The far right of the surface sports the master section that includes two faders, each with ON, CUE, SELECT, meters and a rotary knob.
The master faders are also customizable able to become inputs, outputs, DCAs, etc. The front face is outfitted with a headphone jack with volume, as well as a talkback XLR input with level knob.
On the rear panel, there are eight omni XLR mic/line inputs, eight omni XLR outputs, the mini-YGDAI I/O card slots, an AES/EBU digital output, 15-pin GPI connector, two BNC connectors for word clock in/out, MIDI in/out, a pair of Ethercon connectors for the Dante network, an RJ connector for the computer network connection, and XLR lamp connectors.
A locking IEC connector is supplied for power but the CL5 also sports a multi-pin connector for the optional (PW800W) backup power supply.
If the internal power supply has a problem, the PW800 will seamlessly take over.
Overall the CL5 has a great look and feel. The fader caps are a new design from Yamaha and are very comfortable, and all the knobs are well laid out and easy to reach. The buttons, knobs and faders have a solid feel and should last for a long time.
Further, the user interface is easy to learn and get around on without spending a lot of time in the manual. The touchscreen allows multiple button selection by simply sliding your finger across the screen, and rotary knobs can be depressed to recall a screen.
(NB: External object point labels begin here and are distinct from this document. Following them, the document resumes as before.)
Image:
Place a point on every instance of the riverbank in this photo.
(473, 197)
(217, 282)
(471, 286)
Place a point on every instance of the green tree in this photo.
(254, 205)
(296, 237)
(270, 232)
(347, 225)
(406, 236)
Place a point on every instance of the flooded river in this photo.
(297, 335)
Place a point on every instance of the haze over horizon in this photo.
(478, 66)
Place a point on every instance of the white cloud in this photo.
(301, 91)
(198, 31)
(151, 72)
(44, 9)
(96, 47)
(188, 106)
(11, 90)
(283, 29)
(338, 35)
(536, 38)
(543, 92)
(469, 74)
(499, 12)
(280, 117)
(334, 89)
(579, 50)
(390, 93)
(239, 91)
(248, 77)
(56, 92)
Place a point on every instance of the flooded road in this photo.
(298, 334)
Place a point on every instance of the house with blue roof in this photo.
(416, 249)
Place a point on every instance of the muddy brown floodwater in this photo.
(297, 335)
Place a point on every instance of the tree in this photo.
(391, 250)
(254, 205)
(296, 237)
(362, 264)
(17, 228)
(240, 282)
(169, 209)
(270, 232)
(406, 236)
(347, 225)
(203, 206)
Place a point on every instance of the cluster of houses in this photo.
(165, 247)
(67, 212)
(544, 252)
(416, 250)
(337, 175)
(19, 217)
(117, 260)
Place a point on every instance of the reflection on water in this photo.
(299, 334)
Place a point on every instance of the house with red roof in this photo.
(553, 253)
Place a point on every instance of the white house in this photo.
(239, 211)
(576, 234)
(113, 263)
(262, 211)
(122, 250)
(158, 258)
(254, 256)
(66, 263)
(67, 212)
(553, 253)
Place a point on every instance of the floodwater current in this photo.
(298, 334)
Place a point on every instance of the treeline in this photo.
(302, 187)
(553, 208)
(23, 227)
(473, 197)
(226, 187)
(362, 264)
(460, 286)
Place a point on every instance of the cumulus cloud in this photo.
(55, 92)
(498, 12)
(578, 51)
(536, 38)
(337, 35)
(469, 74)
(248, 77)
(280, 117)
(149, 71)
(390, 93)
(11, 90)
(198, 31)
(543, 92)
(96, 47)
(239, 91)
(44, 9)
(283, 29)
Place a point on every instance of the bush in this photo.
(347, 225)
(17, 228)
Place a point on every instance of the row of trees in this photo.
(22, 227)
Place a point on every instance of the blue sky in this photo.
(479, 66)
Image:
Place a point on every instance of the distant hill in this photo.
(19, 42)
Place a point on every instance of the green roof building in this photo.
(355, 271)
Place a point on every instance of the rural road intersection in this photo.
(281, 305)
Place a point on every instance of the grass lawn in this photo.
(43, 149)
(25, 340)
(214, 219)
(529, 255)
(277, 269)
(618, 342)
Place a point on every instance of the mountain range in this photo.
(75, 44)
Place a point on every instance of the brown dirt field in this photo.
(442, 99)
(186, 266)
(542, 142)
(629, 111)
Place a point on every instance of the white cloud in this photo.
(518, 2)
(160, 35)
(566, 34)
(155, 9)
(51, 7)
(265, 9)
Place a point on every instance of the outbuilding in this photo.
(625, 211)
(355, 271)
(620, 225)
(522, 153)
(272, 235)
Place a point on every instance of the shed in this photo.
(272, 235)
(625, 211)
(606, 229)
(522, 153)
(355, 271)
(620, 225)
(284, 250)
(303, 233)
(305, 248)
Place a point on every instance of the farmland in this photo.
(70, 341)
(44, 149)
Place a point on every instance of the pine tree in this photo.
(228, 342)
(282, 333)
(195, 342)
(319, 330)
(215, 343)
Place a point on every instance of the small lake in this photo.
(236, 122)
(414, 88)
The console offers a few new tools, including a premium rack that features VCM analog circuit modeling technology, and some Rupert Neve Designs EQ and compressors.
For my evaluation, Yamaha also sent along a RIO3224-D stage box. This unit provides 32 inputs and 16 outputs via XLR, as well as four AES/EBU outputs in a 5RU package. The stage box offers both a Dante primary and secondary connection point that allows daisy chaining additional boxes or the ability to connect a network in a redundant fashion.
In The Field
After checking out the console in my shop and getting comfortable with the patching, I took it out on some gigs. The first was the typical corporate type show for my company, a few presenters with some playback. With all of it’s capabilities, the CL5 was overkill, but the smaller CL1 would be perfect for these smaller (but high end) types of events.
Because I was using only one hardwired microphone as a podium backup, I didn’t feel the need to use the Rio stage box and operated the console as a stand-alone desk. I patched the Omni inputs into some channels and placed the wireless rack next to me at front of house.